Alors, que les thuriféraires de la gouvernance actionnariale n’ont pas de mots assez durs pour dénoncer la dictature des marchés financiers et des actionnaires, voilà un des premiers groupes industriels mondial, censé appliquer les bonnes pratiques de la cogestion, sombrer dans une « monarchie absolue » où le droit de critique est interdit par le fonctionnement même du système.
En faisant des salariés des codécideurs, ces derniers se retrouvent dans la position de collaborateurs, au plus mauvais sens du terme, complices des volontés de leurs dirigeants. Au moins, dans le modèle classique de la gouvernance actionnariale les rôles sont clairs et bien délimités : aux actionnaires la mission de contrôler le management et d’exiger une bonne gestion, et aux salariés celui de défendre leurs intérêts sans compromission.

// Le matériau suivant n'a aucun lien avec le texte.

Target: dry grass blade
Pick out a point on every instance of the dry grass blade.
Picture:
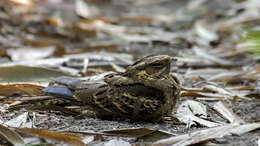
(18, 121)
(227, 113)
(195, 137)
(245, 128)
(11, 136)
(58, 137)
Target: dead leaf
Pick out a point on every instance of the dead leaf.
(20, 89)
(58, 137)
(227, 113)
(11, 136)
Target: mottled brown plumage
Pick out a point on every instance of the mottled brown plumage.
(144, 92)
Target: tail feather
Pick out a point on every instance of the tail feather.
(59, 91)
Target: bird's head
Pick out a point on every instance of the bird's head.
(153, 66)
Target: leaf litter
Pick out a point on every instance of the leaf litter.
(43, 40)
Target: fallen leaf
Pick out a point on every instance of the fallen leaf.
(58, 137)
(11, 136)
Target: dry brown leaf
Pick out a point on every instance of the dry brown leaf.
(11, 136)
(58, 137)
(20, 89)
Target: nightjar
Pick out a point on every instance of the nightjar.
(144, 92)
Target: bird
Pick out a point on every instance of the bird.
(146, 91)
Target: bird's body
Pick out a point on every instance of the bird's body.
(145, 92)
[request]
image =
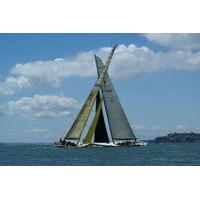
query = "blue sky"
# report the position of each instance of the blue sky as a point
(45, 78)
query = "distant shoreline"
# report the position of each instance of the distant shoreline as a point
(178, 138)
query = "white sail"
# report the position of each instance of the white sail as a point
(118, 122)
(78, 126)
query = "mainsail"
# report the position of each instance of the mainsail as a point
(118, 122)
(78, 126)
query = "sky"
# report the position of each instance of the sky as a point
(45, 79)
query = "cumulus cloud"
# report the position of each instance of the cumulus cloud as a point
(176, 40)
(40, 106)
(36, 131)
(128, 61)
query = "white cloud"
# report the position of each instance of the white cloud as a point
(40, 107)
(176, 40)
(35, 131)
(128, 61)
(12, 84)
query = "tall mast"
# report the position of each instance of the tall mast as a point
(78, 125)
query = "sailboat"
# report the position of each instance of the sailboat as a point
(121, 133)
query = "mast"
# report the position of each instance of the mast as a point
(79, 123)
(118, 122)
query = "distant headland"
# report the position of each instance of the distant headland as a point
(179, 137)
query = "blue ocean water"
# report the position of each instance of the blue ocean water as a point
(47, 154)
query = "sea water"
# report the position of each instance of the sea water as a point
(47, 154)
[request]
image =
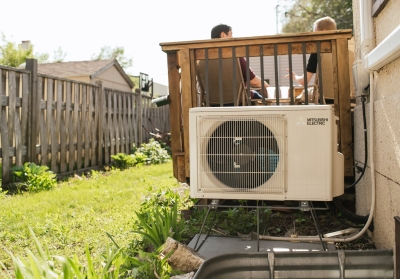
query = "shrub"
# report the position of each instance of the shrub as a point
(154, 153)
(33, 177)
(124, 161)
(43, 265)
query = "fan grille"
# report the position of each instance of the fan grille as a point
(243, 153)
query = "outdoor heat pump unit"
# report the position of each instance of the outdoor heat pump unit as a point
(265, 153)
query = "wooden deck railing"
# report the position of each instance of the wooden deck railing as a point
(183, 56)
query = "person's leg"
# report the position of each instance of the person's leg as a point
(255, 94)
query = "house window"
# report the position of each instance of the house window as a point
(377, 6)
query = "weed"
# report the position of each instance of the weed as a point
(34, 178)
(43, 265)
(159, 224)
(154, 153)
(124, 161)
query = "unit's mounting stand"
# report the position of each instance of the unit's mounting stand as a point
(215, 204)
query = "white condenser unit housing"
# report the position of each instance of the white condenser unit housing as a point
(265, 153)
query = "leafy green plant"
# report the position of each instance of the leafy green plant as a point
(154, 153)
(43, 265)
(149, 265)
(161, 223)
(34, 178)
(300, 218)
(124, 161)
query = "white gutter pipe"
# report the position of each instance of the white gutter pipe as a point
(366, 28)
(371, 61)
(373, 190)
(387, 51)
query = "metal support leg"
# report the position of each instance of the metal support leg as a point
(315, 218)
(214, 205)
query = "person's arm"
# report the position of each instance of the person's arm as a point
(256, 82)
(311, 69)
(300, 79)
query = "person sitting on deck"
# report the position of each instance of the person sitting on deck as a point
(322, 24)
(221, 31)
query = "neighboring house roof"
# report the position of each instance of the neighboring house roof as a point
(81, 68)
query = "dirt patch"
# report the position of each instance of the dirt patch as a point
(285, 222)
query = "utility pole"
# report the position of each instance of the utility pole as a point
(276, 17)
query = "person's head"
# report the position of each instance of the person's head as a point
(221, 31)
(324, 24)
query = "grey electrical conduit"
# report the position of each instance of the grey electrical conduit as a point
(372, 209)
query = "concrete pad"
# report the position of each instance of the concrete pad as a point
(219, 245)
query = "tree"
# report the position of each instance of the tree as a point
(301, 14)
(59, 55)
(13, 55)
(117, 53)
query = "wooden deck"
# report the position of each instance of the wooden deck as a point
(183, 56)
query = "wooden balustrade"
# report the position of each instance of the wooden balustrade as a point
(183, 56)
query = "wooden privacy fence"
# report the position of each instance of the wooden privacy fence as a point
(69, 125)
(184, 59)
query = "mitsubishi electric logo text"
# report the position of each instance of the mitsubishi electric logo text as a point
(311, 121)
(316, 121)
(301, 121)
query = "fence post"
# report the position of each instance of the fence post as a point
(139, 115)
(397, 244)
(33, 111)
(100, 111)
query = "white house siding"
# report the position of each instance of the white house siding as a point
(386, 134)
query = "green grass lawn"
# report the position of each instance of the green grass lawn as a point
(80, 211)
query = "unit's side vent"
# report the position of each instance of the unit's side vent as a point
(242, 154)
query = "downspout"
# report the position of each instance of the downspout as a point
(367, 43)
(372, 209)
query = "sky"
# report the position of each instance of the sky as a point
(82, 27)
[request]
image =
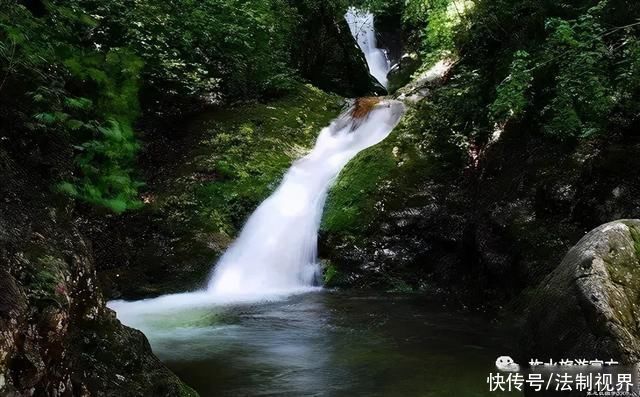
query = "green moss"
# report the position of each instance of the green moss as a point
(242, 156)
(330, 273)
(45, 281)
(353, 196)
(374, 179)
(635, 235)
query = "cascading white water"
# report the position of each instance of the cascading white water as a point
(361, 24)
(275, 254)
(277, 248)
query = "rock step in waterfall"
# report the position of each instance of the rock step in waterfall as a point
(276, 251)
(277, 248)
(361, 24)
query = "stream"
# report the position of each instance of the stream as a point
(325, 343)
(264, 327)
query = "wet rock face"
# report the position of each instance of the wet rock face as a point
(57, 338)
(328, 56)
(589, 305)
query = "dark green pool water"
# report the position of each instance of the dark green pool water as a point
(329, 344)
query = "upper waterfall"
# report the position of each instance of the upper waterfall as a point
(361, 24)
(277, 248)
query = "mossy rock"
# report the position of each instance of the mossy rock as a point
(589, 306)
(232, 160)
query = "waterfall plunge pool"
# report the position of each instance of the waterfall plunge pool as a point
(324, 343)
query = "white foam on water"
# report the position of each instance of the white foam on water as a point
(361, 24)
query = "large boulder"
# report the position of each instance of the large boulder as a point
(588, 306)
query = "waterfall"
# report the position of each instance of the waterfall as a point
(361, 24)
(277, 248)
(275, 254)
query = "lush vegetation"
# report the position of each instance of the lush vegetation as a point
(80, 76)
(564, 71)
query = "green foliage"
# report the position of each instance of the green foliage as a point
(76, 75)
(511, 95)
(73, 94)
(583, 89)
(212, 48)
(246, 151)
(438, 22)
(565, 67)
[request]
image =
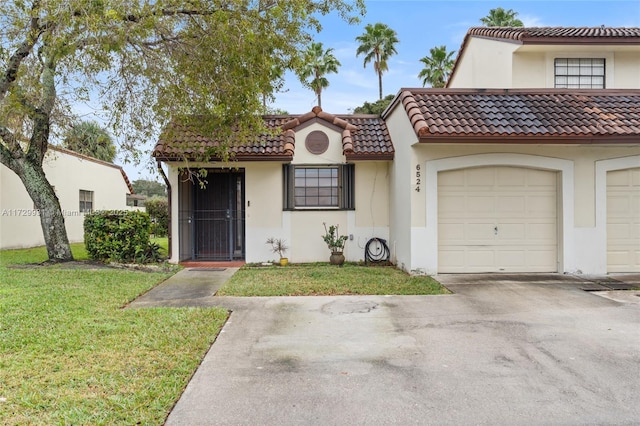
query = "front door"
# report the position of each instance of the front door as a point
(218, 216)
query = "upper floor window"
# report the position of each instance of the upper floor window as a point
(579, 73)
(86, 201)
(319, 187)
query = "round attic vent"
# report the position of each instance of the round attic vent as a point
(317, 142)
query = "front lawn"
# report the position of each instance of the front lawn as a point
(324, 279)
(69, 353)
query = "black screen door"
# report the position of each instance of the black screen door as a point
(218, 217)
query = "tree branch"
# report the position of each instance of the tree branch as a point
(10, 149)
(23, 50)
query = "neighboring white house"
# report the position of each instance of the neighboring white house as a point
(536, 179)
(81, 183)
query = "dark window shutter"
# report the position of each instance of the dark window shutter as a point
(348, 178)
(287, 184)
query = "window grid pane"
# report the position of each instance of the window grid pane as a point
(579, 73)
(316, 187)
(86, 201)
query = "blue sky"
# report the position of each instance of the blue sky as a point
(421, 25)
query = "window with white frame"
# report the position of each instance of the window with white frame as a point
(579, 73)
(86, 201)
(319, 187)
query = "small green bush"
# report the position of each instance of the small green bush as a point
(158, 209)
(119, 236)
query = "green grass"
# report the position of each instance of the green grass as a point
(69, 353)
(325, 279)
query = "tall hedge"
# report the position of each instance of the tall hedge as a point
(119, 236)
(158, 209)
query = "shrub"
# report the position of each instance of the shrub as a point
(158, 209)
(119, 236)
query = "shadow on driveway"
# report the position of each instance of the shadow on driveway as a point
(503, 351)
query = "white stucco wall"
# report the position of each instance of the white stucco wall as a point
(68, 173)
(484, 64)
(503, 64)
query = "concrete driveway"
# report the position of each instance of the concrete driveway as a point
(496, 352)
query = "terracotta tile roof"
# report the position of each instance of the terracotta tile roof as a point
(523, 115)
(552, 35)
(364, 137)
(561, 35)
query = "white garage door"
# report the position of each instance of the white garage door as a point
(623, 220)
(497, 219)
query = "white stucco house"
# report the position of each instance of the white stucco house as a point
(82, 184)
(488, 175)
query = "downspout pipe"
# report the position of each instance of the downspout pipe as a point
(166, 181)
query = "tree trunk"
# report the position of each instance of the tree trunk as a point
(46, 202)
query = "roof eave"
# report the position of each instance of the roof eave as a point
(532, 139)
(235, 158)
(370, 157)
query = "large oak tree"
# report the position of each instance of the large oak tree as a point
(147, 61)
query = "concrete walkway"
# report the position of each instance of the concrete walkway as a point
(517, 352)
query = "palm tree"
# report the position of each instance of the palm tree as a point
(499, 17)
(317, 63)
(437, 67)
(377, 44)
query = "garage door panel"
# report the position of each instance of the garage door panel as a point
(454, 258)
(512, 258)
(451, 205)
(478, 257)
(480, 177)
(479, 205)
(509, 177)
(512, 231)
(497, 219)
(542, 205)
(541, 178)
(542, 232)
(511, 204)
(479, 232)
(619, 206)
(623, 220)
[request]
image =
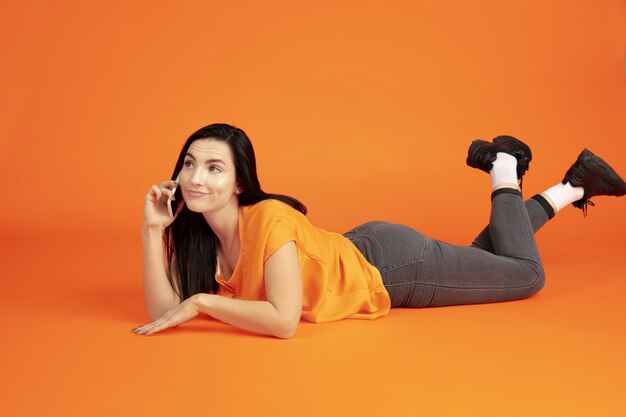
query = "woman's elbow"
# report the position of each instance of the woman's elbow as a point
(288, 329)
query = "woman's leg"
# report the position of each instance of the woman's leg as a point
(539, 211)
(420, 272)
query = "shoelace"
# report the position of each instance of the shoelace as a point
(582, 204)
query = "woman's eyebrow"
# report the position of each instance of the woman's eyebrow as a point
(208, 161)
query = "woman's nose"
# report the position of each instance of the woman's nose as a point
(197, 177)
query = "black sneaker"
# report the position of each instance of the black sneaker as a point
(596, 177)
(481, 154)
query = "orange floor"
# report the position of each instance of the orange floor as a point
(68, 349)
(364, 111)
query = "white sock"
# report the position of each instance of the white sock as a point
(504, 170)
(561, 195)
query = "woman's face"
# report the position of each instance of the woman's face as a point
(208, 180)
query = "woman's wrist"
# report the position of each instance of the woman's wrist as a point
(151, 230)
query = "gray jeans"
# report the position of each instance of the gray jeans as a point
(502, 264)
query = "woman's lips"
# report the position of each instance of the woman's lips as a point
(195, 193)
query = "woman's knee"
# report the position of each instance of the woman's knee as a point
(538, 280)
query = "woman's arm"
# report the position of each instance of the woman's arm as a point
(280, 314)
(157, 291)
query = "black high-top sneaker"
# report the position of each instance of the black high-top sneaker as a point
(481, 154)
(596, 177)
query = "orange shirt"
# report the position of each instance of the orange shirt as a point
(337, 281)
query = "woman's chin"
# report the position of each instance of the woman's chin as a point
(196, 208)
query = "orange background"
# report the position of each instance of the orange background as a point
(364, 111)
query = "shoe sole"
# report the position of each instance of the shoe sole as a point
(606, 172)
(510, 145)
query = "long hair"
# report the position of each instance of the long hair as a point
(190, 244)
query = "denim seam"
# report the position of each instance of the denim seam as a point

Rendre compte à tout le monde et à personne
Le scandale Volkswagen montre également que le système de la cogestion à l’allemande permet d’augmenter de façon significative les marges de manœuvre des dirigeants des entreprises. En mettant les actionnaires sur un même pied d’égalité que les salariés, ce modèle permet aux dirigeants de justifier plus facilement leurs politiques et rend leur contrôle plus difficile. En rendant compte à tout le monde ils finissent par ne rendre de comptes à personne. D’où l’idée de monarchie absolue au plus niveau.
Contrairement au modèle de la gouvernance actionnariale, où les dirigeants rendent des comptes uniquement aux actionnaires et où les relations avec les salariés sont effectivement plus dures, voire conflictuelles, la cogestion allemande permet aux dirigeants d’augmenter leurs latitudes discrétionnaires.
Dans une économie mondialisée où les parts de marché se disputent âprement, il peut être tentant d’utiliser ces marges de manœuvre pour défendre ses positions commerciales, même au prix du mensonge. C’est ce qu’ont fait les dirigeants de Volkswagen avec la participation de leurs collaborateurs.
Oui, le scandale VW n’est pas fini et l’onde de choc, y compris sur la gouvernance des entreprises, ne fait que commencer.